En este punto es fundamental decir que este estado no corresponde a la vida de la persona, por lo que es un claro error sacar conclusiones personales en base a esta situación. Como todo proceso tuvo un inicio y tendrá su final. En mi consulta es frecuente escuchar que estos estados no eran comprensibles cuando los sufrían otras personas hasta que uno los padece, y es cierto, en muchos casos, desde fuera puede verse este sufrimiento como si fuese algo inventado o exagerado, como si la persona no quisiese salir de este estado.

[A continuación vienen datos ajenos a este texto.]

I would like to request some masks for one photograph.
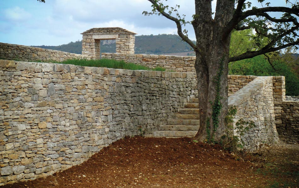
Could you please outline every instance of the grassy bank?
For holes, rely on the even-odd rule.
[[[132,63],[127,63],[124,61],[117,61],[114,60],[108,59],[90,60],[85,59],[71,59],[64,61],[62,62],[55,62],[55,63],[70,64],[84,66],[106,67],[133,70],[146,70],[158,71],[166,70],[163,67],[157,67],[154,69],[151,69],[139,65],[136,65]]]

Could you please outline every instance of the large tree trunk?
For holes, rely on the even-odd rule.
[[[195,62],[200,116],[195,137],[201,141],[217,142],[226,129],[224,119],[228,108],[230,35],[223,38],[223,30],[232,16],[234,1],[217,1],[214,20],[211,1],[195,1],[195,14],[198,16],[192,23],[196,45],[203,50],[203,53],[196,52]]]

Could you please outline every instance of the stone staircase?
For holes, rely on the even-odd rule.
[[[183,108],[179,109],[166,125],[161,125],[154,132],[155,137],[193,137],[199,128],[199,110],[198,99],[190,99]]]

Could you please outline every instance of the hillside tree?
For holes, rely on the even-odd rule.
[[[258,8],[252,7],[251,2],[246,0],[214,0],[216,8],[213,12],[212,0],[195,0],[195,14],[192,20],[187,21],[185,16],[178,12],[179,5],[165,5],[167,0],[148,0],[153,9],[143,14],[161,15],[173,21],[178,34],[195,52],[200,123],[196,139],[220,141],[226,129],[228,63],[289,46],[297,49],[299,3],[296,0],[277,0],[288,3],[290,7],[274,7],[265,0],[257,0],[262,4],[261,8]],[[281,15],[279,18],[273,16],[278,14]],[[183,29],[189,24],[195,32],[195,44],[188,38],[188,31]],[[249,29],[255,33],[255,47],[230,56],[232,32]]]

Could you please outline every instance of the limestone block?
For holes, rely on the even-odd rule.
[[[2,167],[0,170],[1,175],[7,175],[12,174],[14,171],[13,169],[10,166]]]

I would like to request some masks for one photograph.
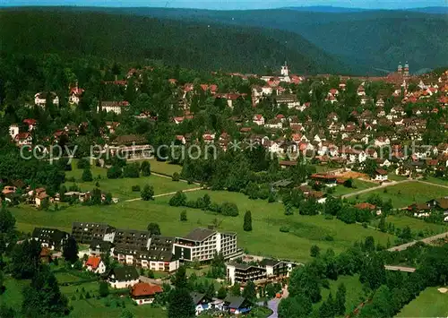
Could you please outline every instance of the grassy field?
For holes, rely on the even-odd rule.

Por ser el principal componente de la depresión psicológico (pensamientos-emociones-conductas-motivación), la medicación, de la que muy frecuentemente se abusa, no es solución efectiva a la raíz del problema, ya que una pastilla no cambia pensamientos o conductas, por tanto, la terapia psicológica se ha demostrado como la más eficaz para salir de una situación de este tipo. Independientemente el objetivo final de un tratamiento psicológico no sólo es abandonar este estado sino mantenerse sin él, capacitando al paciente de herramientas para la prevención de recaídas. En las sesiones clínicas se van ofreciendo pautas y estrategias paso a paso.